For a while, Iraq will be stuck on this plateau: a moderate level of insecurity in which the country suffers somewhere between 300 and 500 insurgent attacks per month, including around two dozen attempted mass-casualty attacks.
A formal extension of the U.S. military presence will not shorten this period of moderate insecurity. Today, most Iraqis do not interact with U.S. forces, and the U.S. military is no longer the glue holding together many ISF divisions and brigades. Indeed, there is little that a formally extended U.S. presence on Iraq's streets could achieve at this point. An extension would also prove contentious: Iraq's highly fragmented parliament and an equally uncertain public may not be ready to debate and approve a formal security agreement that would modify the December 31, 2011 departure date for U.S. military units.

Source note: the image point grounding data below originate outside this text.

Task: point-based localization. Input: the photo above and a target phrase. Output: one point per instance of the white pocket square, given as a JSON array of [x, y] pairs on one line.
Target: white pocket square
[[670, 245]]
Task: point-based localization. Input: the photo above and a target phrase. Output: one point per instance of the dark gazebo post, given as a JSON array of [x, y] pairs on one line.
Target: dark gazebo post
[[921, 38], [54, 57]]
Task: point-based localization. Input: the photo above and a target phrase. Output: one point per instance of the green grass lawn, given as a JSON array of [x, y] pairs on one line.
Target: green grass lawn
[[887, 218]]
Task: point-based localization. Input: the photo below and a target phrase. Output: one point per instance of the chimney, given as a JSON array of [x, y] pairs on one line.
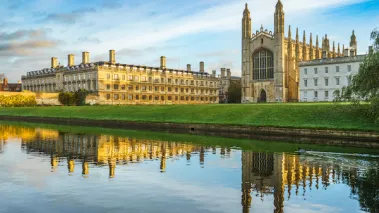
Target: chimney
[[346, 52], [324, 55], [222, 72], [201, 66], [214, 73], [228, 73], [54, 62], [370, 50], [112, 56], [70, 60], [352, 52], [163, 62], [85, 57]]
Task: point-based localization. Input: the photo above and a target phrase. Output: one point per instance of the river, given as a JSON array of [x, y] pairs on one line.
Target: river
[[50, 168]]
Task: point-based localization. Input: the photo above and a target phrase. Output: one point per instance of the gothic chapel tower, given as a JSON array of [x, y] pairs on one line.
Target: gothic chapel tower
[[246, 36], [280, 93]]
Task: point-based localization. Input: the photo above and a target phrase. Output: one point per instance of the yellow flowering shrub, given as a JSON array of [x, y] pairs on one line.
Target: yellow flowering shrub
[[17, 101]]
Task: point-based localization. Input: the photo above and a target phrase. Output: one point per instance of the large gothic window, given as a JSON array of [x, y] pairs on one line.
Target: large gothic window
[[263, 65]]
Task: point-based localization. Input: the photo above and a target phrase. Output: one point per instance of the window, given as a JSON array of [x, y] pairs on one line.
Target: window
[[263, 65], [348, 80]]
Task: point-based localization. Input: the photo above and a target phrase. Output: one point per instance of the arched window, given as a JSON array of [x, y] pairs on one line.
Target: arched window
[[263, 65]]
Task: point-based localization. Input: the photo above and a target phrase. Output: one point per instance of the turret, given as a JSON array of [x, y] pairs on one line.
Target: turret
[[311, 55], [279, 75], [246, 23], [353, 42], [305, 56]]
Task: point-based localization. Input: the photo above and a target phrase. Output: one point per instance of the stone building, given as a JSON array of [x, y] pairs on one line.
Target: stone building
[[320, 78], [115, 83], [10, 87], [270, 70], [224, 82]]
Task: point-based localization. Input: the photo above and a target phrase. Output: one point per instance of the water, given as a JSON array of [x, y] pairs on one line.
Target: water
[[73, 169]]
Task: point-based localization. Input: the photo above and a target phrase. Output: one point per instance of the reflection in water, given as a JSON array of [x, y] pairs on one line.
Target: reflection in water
[[279, 176]]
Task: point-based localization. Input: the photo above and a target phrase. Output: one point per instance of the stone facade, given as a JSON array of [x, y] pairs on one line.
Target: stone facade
[[320, 78], [116, 83], [270, 71], [224, 82]]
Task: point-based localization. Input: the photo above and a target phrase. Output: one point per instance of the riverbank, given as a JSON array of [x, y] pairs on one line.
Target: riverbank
[[317, 132], [292, 115], [243, 144]]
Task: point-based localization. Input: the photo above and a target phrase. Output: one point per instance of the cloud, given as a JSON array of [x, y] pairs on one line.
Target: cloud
[[26, 48], [68, 18], [23, 33]]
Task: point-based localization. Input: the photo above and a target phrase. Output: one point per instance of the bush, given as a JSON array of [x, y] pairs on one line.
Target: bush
[[17, 101], [77, 98]]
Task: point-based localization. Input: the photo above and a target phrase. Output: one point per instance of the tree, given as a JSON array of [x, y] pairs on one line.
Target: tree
[[365, 84], [234, 92]]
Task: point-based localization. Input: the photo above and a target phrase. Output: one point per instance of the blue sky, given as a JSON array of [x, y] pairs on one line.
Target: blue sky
[[33, 31]]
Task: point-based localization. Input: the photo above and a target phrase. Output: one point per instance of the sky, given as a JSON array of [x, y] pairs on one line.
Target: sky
[[186, 32]]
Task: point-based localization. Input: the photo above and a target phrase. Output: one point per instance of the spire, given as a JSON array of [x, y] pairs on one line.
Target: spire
[[304, 39], [246, 12], [246, 23], [339, 50], [310, 41], [297, 35], [279, 6], [317, 41]]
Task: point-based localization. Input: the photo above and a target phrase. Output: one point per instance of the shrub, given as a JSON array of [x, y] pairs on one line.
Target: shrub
[[77, 98], [17, 101]]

Behind the scenes, the U.S. mission in Iraq can still achieve a great deal. Iraqi politicians seem ready to approve a less formal memorandum between the Iraqi Ministry of Defense and the U.S. Department of Defense that would allow the United States to rotate additional military training teams through Iraq.
Using such mechanisms, Washington should make sure that the U.S. Office of Security Cooperation in Iraq monitors and shapes Iraqi military efforts to maintain or build support within all-important Sunni Arab communities (for example, to complete the population-focused counterinsurgency campaign begun by the United States). Insurgent groups will be severely challenged by the loss of their arch-nemesis and raison d'etre: the U.S. military. They are already shifting their rhetoric to build up the case for long-term resistance against the Iraqi government, portraying federal military and police units as either Shiite-led pro-Iranian stooges or Kurdish-led proxies intent on dismembering Iraq and evicting Arabs from their homes.

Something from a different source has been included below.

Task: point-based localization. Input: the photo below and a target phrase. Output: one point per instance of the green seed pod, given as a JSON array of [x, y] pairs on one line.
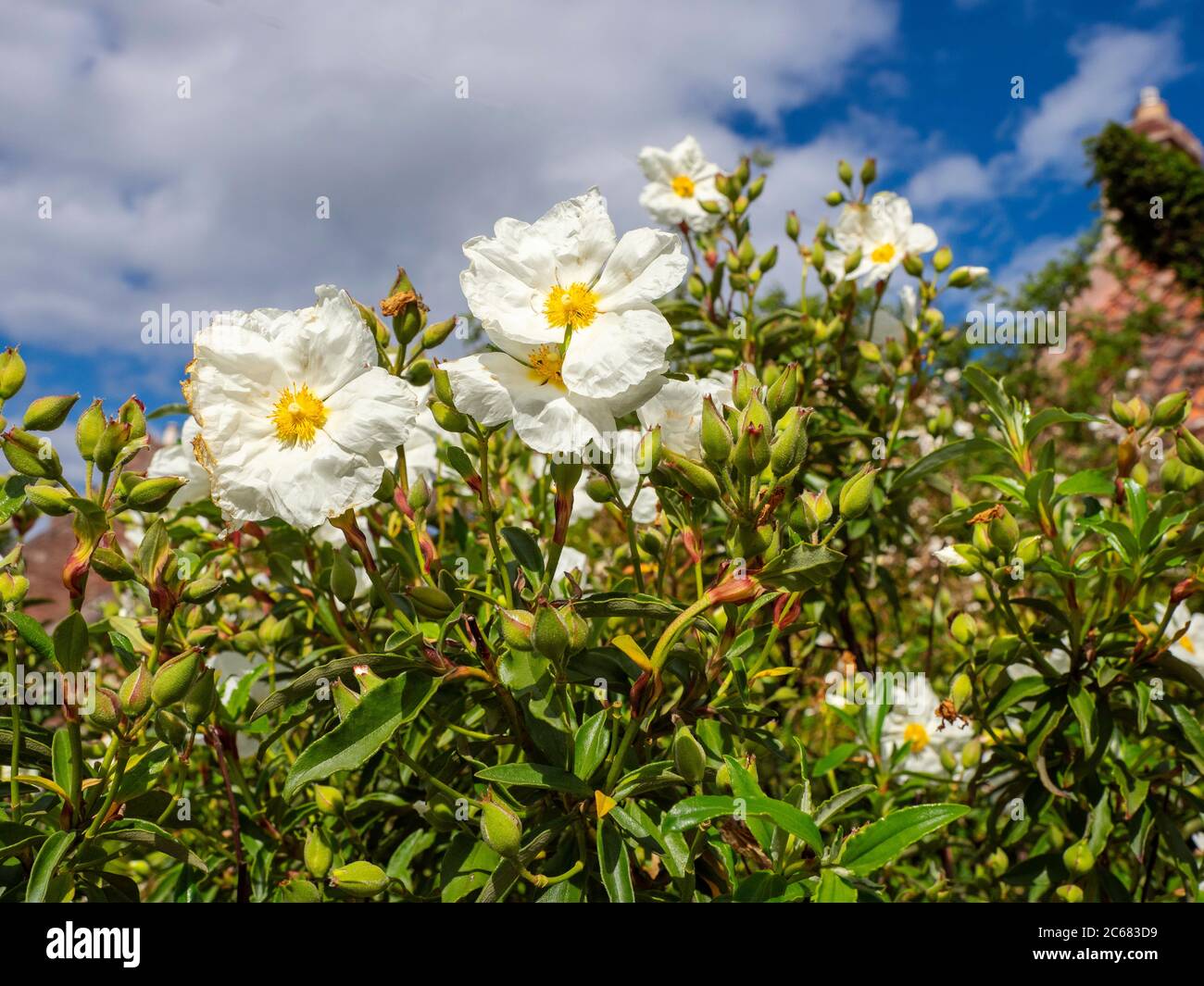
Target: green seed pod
[[689, 756], [855, 495], [342, 578], [1173, 409], [48, 413], [12, 373], [171, 730], [328, 800], [31, 456], [430, 602], [549, 636], [318, 853], [449, 419], [345, 700], [500, 829], [1004, 532], [1079, 857], [135, 692], [88, 430], [107, 712], [51, 501], [132, 413], [517, 626], [155, 493], [297, 891], [173, 680], [963, 630], [359, 879], [717, 437], [201, 698]]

Finally, insurgent movements such as AQI and JRTN (plus Shia equivalents such as Kataib Hezbollah) seek to perpetuate violence by turning militancy into an industry, paying Iraqis to launch attacks long after any ideological motives have disappeared. The sustained presence of U.S. intelligence and special forces targeting the small leadership cadres of these movements will continue to be one of the most prized and effective forms of security cooperation between the two countries, providing one means of keeping violence in Iraq as low as possible in the coming years.
Michael Knights is a Lafer fellow with The Washington Institute.